Eris thought of the bed that didn’t belong to her and the chest of clothes she’d never worn.

“Did they belong to you?” she murmured, wondering about this ghost’s story. Who it was, how it came to be here, how long it had wandered this lonely labyrinth.

It didn’t answer her. So Eris went back to weaving.

“Are you trapped here?” she guessed as she worked.

“Yes,” it said.

Her fingers fumbled the thread. Recovering, she thought of something Day used to tell her: that sometimes spirits with unfinished business didn’t cross from one world to the next but got stuck in between instead.

“Did you forget to finish something before you died?”

“I’m not dead,” said the ghost.

Sure, thought Eris. You probably all think that.

“I’m imprisoned.”

“Oh?” She paused again. “Who imprisoned you, then?”

When it didn’t answer her, she glanced back. For a moment, Eris could swear the ghost had fingers now. And those fingers were turning into claws. But the next moment, they were fingers again. So maybe she’d imagined it.

“Someone I loved,” said the ghost. “She’ll pay dearly for it.”

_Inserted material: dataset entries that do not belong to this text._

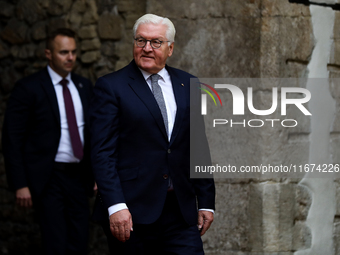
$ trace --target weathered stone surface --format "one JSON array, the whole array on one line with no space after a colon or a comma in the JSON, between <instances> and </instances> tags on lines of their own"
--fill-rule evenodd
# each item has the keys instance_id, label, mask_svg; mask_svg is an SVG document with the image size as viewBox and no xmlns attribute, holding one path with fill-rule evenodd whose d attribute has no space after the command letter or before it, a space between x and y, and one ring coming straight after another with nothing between
<instances>
[{"instance_id":1,"label":"weathered stone surface","mask_svg":"<svg viewBox=\"0 0 340 255\"><path fill-rule=\"evenodd\" d=\"M200 77L258 77L260 19L174 19L174 24L169 65Z\"/></svg>"},{"instance_id":2,"label":"weathered stone surface","mask_svg":"<svg viewBox=\"0 0 340 255\"><path fill-rule=\"evenodd\" d=\"M31 29L31 36L37 41L46 39L46 23L44 21L35 23Z\"/></svg>"},{"instance_id":3,"label":"weathered stone surface","mask_svg":"<svg viewBox=\"0 0 340 255\"><path fill-rule=\"evenodd\" d=\"M124 1L125 2L125 1ZM147 13L157 13L168 18L207 19L210 17L225 18L237 17L249 19L260 16L259 0L251 1L157 1L149 0ZM181 6L180 8L178 8ZM118 10L119 8L118 4ZM188 30L189 31L189 30Z\"/></svg>"},{"instance_id":4,"label":"weathered stone surface","mask_svg":"<svg viewBox=\"0 0 340 255\"><path fill-rule=\"evenodd\" d=\"M126 28L131 29L133 28L133 25L135 24L136 20L140 18L140 14L127 14L126 15Z\"/></svg>"},{"instance_id":5,"label":"weathered stone surface","mask_svg":"<svg viewBox=\"0 0 340 255\"><path fill-rule=\"evenodd\" d=\"M94 38L92 40L83 40L81 42L81 50L87 51L87 50L98 50L100 49L100 40L98 38Z\"/></svg>"},{"instance_id":6,"label":"weathered stone surface","mask_svg":"<svg viewBox=\"0 0 340 255\"><path fill-rule=\"evenodd\" d=\"M84 13L86 11L86 0L76 0L72 5L72 11Z\"/></svg>"},{"instance_id":7,"label":"weathered stone surface","mask_svg":"<svg viewBox=\"0 0 340 255\"><path fill-rule=\"evenodd\" d=\"M35 56L40 59L45 59L45 49L46 49L46 42L41 41L37 46L37 49L35 51Z\"/></svg>"},{"instance_id":8,"label":"weathered stone surface","mask_svg":"<svg viewBox=\"0 0 340 255\"><path fill-rule=\"evenodd\" d=\"M81 61L85 64L93 63L100 58L100 51L87 51L81 56Z\"/></svg>"},{"instance_id":9,"label":"weathered stone surface","mask_svg":"<svg viewBox=\"0 0 340 255\"><path fill-rule=\"evenodd\" d=\"M334 39L340 39L340 13L334 12L335 20L334 20L334 28L333 28L333 37Z\"/></svg>"},{"instance_id":10,"label":"weathered stone surface","mask_svg":"<svg viewBox=\"0 0 340 255\"><path fill-rule=\"evenodd\" d=\"M143 1L117 0L116 4L117 4L119 12L137 12L137 13L140 13L141 15L143 15L146 11L146 3L147 2L150 2L150 1L145 1L145 0L143 0ZM152 5L152 3L151 3L151 5Z\"/></svg>"},{"instance_id":11,"label":"weathered stone surface","mask_svg":"<svg viewBox=\"0 0 340 255\"><path fill-rule=\"evenodd\" d=\"M97 5L95 0L87 0L87 9L84 13L83 25L96 23L98 20Z\"/></svg>"},{"instance_id":12,"label":"weathered stone surface","mask_svg":"<svg viewBox=\"0 0 340 255\"><path fill-rule=\"evenodd\" d=\"M280 0L262 1L261 14L267 16L310 16L309 7Z\"/></svg>"},{"instance_id":13,"label":"weathered stone surface","mask_svg":"<svg viewBox=\"0 0 340 255\"><path fill-rule=\"evenodd\" d=\"M4 42L0 41L0 59L9 56L9 54L10 51L8 46Z\"/></svg>"},{"instance_id":14,"label":"weathered stone surface","mask_svg":"<svg viewBox=\"0 0 340 255\"><path fill-rule=\"evenodd\" d=\"M309 57L314 47L310 17L264 17L261 28L262 77L307 75ZM289 63L303 63L292 70ZM303 77L303 76L302 76Z\"/></svg>"},{"instance_id":15,"label":"weathered stone surface","mask_svg":"<svg viewBox=\"0 0 340 255\"><path fill-rule=\"evenodd\" d=\"M20 47L18 57L20 59L32 58L35 56L37 46L35 44L23 45Z\"/></svg>"},{"instance_id":16,"label":"weathered stone surface","mask_svg":"<svg viewBox=\"0 0 340 255\"><path fill-rule=\"evenodd\" d=\"M311 247L312 236L305 222L296 221L293 233L293 250L306 250Z\"/></svg>"},{"instance_id":17,"label":"weathered stone surface","mask_svg":"<svg viewBox=\"0 0 340 255\"><path fill-rule=\"evenodd\" d=\"M203 236L206 250L218 250L219 254L229 251L251 250L248 234L250 222L249 185L218 184L215 220ZM253 208L254 210L261 208Z\"/></svg>"},{"instance_id":18,"label":"weathered stone surface","mask_svg":"<svg viewBox=\"0 0 340 255\"><path fill-rule=\"evenodd\" d=\"M1 37L12 44L20 44L27 41L27 31L28 26L24 22L13 18L1 32Z\"/></svg>"},{"instance_id":19,"label":"weathered stone surface","mask_svg":"<svg viewBox=\"0 0 340 255\"><path fill-rule=\"evenodd\" d=\"M46 11L40 6L39 1L24 0L16 6L17 17L26 20L29 24L34 24L38 20L46 18Z\"/></svg>"},{"instance_id":20,"label":"weathered stone surface","mask_svg":"<svg viewBox=\"0 0 340 255\"><path fill-rule=\"evenodd\" d=\"M118 15L104 13L98 21L98 32L101 39L121 39L121 20Z\"/></svg>"},{"instance_id":21,"label":"weathered stone surface","mask_svg":"<svg viewBox=\"0 0 340 255\"><path fill-rule=\"evenodd\" d=\"M96 26L84 26L78 31L78 36L82 39L92 39L97 36Z\"/></svg>"},{"instance_id":22,"label":"weathered stone surface","mask_svg":"<svg viewBox=\"0 0 340 255\"><path fill-rule=\"evenodd\" d=\"M67 20L65 18L50 19L47 25L47 33L51 33L52 31L63 27L68 27Z\"/></svg>"},{"instance_id":23,"label":"weathered stone surface","mask_svg":"<svg viewBox=\"0 0 340 255\"><path fill-rule=\"evenodd\" d=\"M334 242L334 255L340 254L340 222L334 223L333 242Z\"/></svg>"},{"instance_id":24,"label":"weathered stone surface","mask_svg":"<svg viewBox=\"0 0 340 255\"><path fill-rule=\"evenodd\" d=\"M74 30L78 30L83 20L83 14L72 10L70 13L68 13L68 20L71 23L71 27Z\"/></svg>"},{"instance_id":25,"label":"weathered stone surface","mask_svg":"<svg viewBox=\"0 0 340 255\"><path fill-rule=\"evenodd\" d=\"M295 193L295 217L296 221L305 221L312 203L309 190L305 186L297 185Z\"/></svg>"},{"instance_id":26,"label":"weathered stone surface","mask_svg":"<svg viewBox=\"0 0 340 255\"><path fill-rule=\"evenodd\" d=\"M0 1L0 16L10 18L14 14L14 5L6 2Z\"/></svg>"},{"instance_id":27,"label":"weathered stone surface","mask_svg":"<svg viewBox=\"0 0 340 255\"><path fill-rule=\"evenodd\" d=\"M330 64L340 66L340 39L334 39L330 56Z\"/></svg>"},{"instance_id":28,"label":"weathered stone surface","mask_svg":"<svg viewBox=\"0 0 340 255\"><path fill-rule=\"evenodd\" d=\"M49 0L47 12L53 16L65 14L71 7L69 0Z\"/></svg>"},{"instance_id":29,"label":"weathered stone surface","mask_svg":"<svg viewBox=\"0 0 340 255\"><path fill-rule=\"evenodd\" d=\"M3 69L0 79L1 91L3 91L4 94L11 92L14 87L14 83L20 79L22 75L22 73L17 72L12 67Z\"/></svg>"},{"instance_id":30,"label":"weathered stone surface","mask_svg":"<svg viewBox=\"0 0 340 255\"><path fill-rule=\"evenodd\" d=\"M103 55L113 57L116 54L116 47L114 42L103 42L100 47L100 51Z\"/></svg>"}]
</instances>

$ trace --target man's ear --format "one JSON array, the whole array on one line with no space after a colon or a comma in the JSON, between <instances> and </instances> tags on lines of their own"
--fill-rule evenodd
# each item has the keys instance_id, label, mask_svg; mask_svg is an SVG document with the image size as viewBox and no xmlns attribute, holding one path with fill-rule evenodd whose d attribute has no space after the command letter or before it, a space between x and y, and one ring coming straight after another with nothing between
<instances>
[{"instance_id":1,"label":"man's ear","mask_svg":"<svg viewBox=\"0 0 340 255\"><path fill-rule=\"evenodd\" d=\"M48 60L52 60L52 52L49 49L45 49L45 56Z\"/></svg>"},{"instance_id":2,"label":"man's ear","mask_svg":"<svg viewBox=\"0 0 340 255\"><path fill-rule=\"evenodd\" d=\"M174 46L175 46L175 43L171 43L171 44L170 44L170 46L169 46L168 57L171 57L172 52L174 51Z\"/></svg>"}]
</instances>

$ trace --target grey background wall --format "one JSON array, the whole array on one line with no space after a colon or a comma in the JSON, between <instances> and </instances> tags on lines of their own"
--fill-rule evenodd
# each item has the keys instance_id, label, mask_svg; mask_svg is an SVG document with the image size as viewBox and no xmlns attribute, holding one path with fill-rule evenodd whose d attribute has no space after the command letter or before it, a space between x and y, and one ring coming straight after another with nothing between
<instances>
[{"instance_id":1,"label":"grey background wall","mask_svg":"<svg viewBox=\"0 0 340 255\"><path fill-rule=\"evenodd\" d=\"M199 77L340 76L340 13L327 7L288 0L0 0L0 129L14 82L46 65L48 31L66 26L78 33L75 71L95 82L131 61L132 26L145 13L174 22L175 51L168 64ZM318 48L322 45L329 47ZM254 88L264 107L271 86ZM330 83L320 93L324 99L310 107L330 102L328 126L293 111L299 119L294 131L261 129L249 135L248 129L223 129L208 137L214 146L227 147L214 160L299 164L322 154L320 162L340 163L340 90ZM315 149L320 132L321 154ZM216 179L216 185L216 219L203 237L206 254L340 254L339 180ZM0 254L37 254L39 243L34 211L14 205L0 154ZM107 254L105 237L94 224L89 248L90 254Z\"/></svg>"}]
</instances>

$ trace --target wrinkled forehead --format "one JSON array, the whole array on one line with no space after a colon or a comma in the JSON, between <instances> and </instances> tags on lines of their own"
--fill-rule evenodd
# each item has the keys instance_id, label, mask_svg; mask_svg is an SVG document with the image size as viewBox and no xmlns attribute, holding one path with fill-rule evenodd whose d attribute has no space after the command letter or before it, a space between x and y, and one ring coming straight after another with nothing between
<instances>
[{"instance_id":1,"label":"wrinkled forehead","mask_svg":"<svg viewBox=\"0 0 340 255\"><path fill-rule=\"evenodd\" d=\"M144 23L140 24L136 30L136 37L141 36L146 39L166 38L167 26L165 24Z\"/></svg>"}]
</instances>

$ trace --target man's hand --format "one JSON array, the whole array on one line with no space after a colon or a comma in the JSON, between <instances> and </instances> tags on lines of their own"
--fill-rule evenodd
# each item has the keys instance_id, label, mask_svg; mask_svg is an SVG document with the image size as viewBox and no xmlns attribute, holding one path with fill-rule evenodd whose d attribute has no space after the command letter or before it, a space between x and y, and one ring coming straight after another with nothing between
<instances>
[{"instance_id":1,"label":"man's hand","mask_svg":"<svg viewBox=\"0 0 340 255\"><path fill-rule=\"evenodd\" d=\"M128 209L123 209L110 216L110 230L119 241L125 242L130 238L132 217Z\"/></svg>"},{"instance_id":2,"label":"man's hand","mask_svg":"<svg viewBox=\"0 0 340 255\"><path fill-rule=\"evenodd\" d=\"M201 232L201 236L210 228L211 223L214 220L214 214L209 211L198 211L198 229Z\"/></svg>"},{"instance_id":3,"label":"man's hand","mask_svg":"<svg viewBox=\"0 0 340 255\"><path fill-rule=\"evenodd\" d=\"M15 193L17 205L25 208L32 207L31 192L28 187L18 189Z\"/></svg>"}]
</instances>

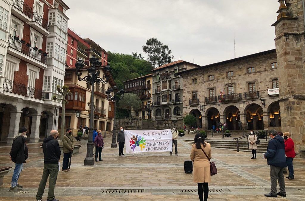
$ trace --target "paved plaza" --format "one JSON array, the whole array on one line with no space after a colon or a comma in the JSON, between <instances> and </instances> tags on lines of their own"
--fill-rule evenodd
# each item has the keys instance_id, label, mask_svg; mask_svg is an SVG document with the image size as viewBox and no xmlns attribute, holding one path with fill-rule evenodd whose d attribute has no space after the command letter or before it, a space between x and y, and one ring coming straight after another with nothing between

Eris turned to look more fully, to ask who would pay, and who it had loved, but by the time she turned around, the ghost was gone.

Sighing heavily, she shook her head. It didn’t matter. Only one thing mattered.

She returned to the loom.

Eris finished her weaving just before dawn. Cutting it free, she lifted it up to study the brown and blue threads and to run her fingers along the bits of Safire’s ribbon showing through.

She’d never done it before—made a door connected to a person. Normally, a door took her to the same place every time. She didn’t know if it would work the same way with a person.

Time to find out, she thought, moving through the labyrinth now, her candle illuminating the images depicted in colored glass. Mossy green meadows and bright orange bogs. Grassy headland and rocky shorelines. Brightly colored fishing huts. Hooks and nets and boats.

Eris was so used to the images trapped in the glass, she hardly saw them anymore.

Finally, she arrived at the yellow door. The one leading to Kor’s now destroyed ship. Setting down her new weaving, she opened the door. Silver-gray mist poured in. But she didn’t step through. Instead, she slid the pins out of the hinges, and pulled the whole thing off.